Ты возвращаешься домой опустевшими переулками, скудными на фонари. Башка раскалывается. К черту. Лечь в ванну, освободиться. На полчаса отвлечься от этого наваждения. В висках стучат черные молоточки. А эта, как нарочно, наяривает на своем "Зингере". Мам, ну хватит! Для него стараешься, и он же тебя хает. А кто тебя просил? Обшиваешь, чтобы потом попрекать! Какая боль, м-м-м-м. У нас анальгин есть? Не слышит. Когда ей надо, все слышит. Ты листаешь западный журнал, моды позапрошлого сезона. А девочки-то хороши. Вот и голову отпустило. Ты проверяешь, надежна ли задвижка, пускаешь в ванну струю посильней. Если бы падший ангел, облетающий в этот смутный час опрокинутую навзничь землю, влетел к ним через распахнутое окно и, царапая крылом старые обои, прошелестел узким коридором, вздрогнул бы ангел, услышав сквозь пение воды какой-то звериный сдавленный стон.

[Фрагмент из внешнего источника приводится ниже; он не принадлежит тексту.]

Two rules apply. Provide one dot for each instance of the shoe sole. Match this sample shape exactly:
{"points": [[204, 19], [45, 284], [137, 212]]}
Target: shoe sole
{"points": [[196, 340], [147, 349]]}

Из бесед шестого патриарха школы Чань с учениками
Из бесед: Об иллюзорности перемен
Два шлемоблещущих воинства друг против друга
молча стоят в ожиданье
сигнала к сраженью.
"Стоит ли вам начинать? – вопрошает округа. -
Вас уже нет, этой брани
бесплотные тени".
Завтра, сегодня, вчера – таковы ипостаси
бога, которому имя
Безмолвная Вечность,
где, разбегаясь кругами в усталом согласье,
чуждая яня и иня,
течет бесконечность.
Выломать стрелки часов? Отравить ли кукушку?
Что на дворе за столетье?
Не знаем – и ладно.
Может ли жизнь, окончательно давши усушку
и уходя уже в нети,
как нить Ариадны,
снова смотаться в клубок? Мы привыкли, что в поле
днем распускаются маки,
хотя понимаем:
нету ни поля, ни маков – по собственной воле
мы как условные знаки
их воспринимаем.
Садом камней очарован, ты бродишь в надежде
точку найти, из которой
увидишь все камни.
Тщетно! Один ускользнет от тебя, как и прежде,
и догадаешься скоро,
что это – ты сам. Не
надо меняться – и так мы подобны Протею
тем, что лицо на обличья
меняем всечасно.
Мы – это чьи-то о нас рассужденья, идеи,
разноречивые притчи,
хранящие нас, но
стоит последней из них отзвучать – и прервется
нить сопричастья живого,
но путь в Капернаум,
он никогда не исчезнет из будущих лоций,
ибо помета есть слова
священного: АУМ.
Секретный объект
Денек выдался – служи не хочу. Жаворонки в безоблачном мартовском небе. Распаренная взбухшая земля, принявшая в себя за месяц больше дождей и талого снега, чем алкаш бормотухи в день получки. И, главное, четыре часа никого не видеть, не слышать. Ни тебе муштры, ни рапортов – гуляй, солдат. Когда Господь Бог решает человека осчастливить, он посылает его в караул на безымянной станции в российском захолустье. Но младший сержант Хлеб почему-то не чувствовал себя счастливым.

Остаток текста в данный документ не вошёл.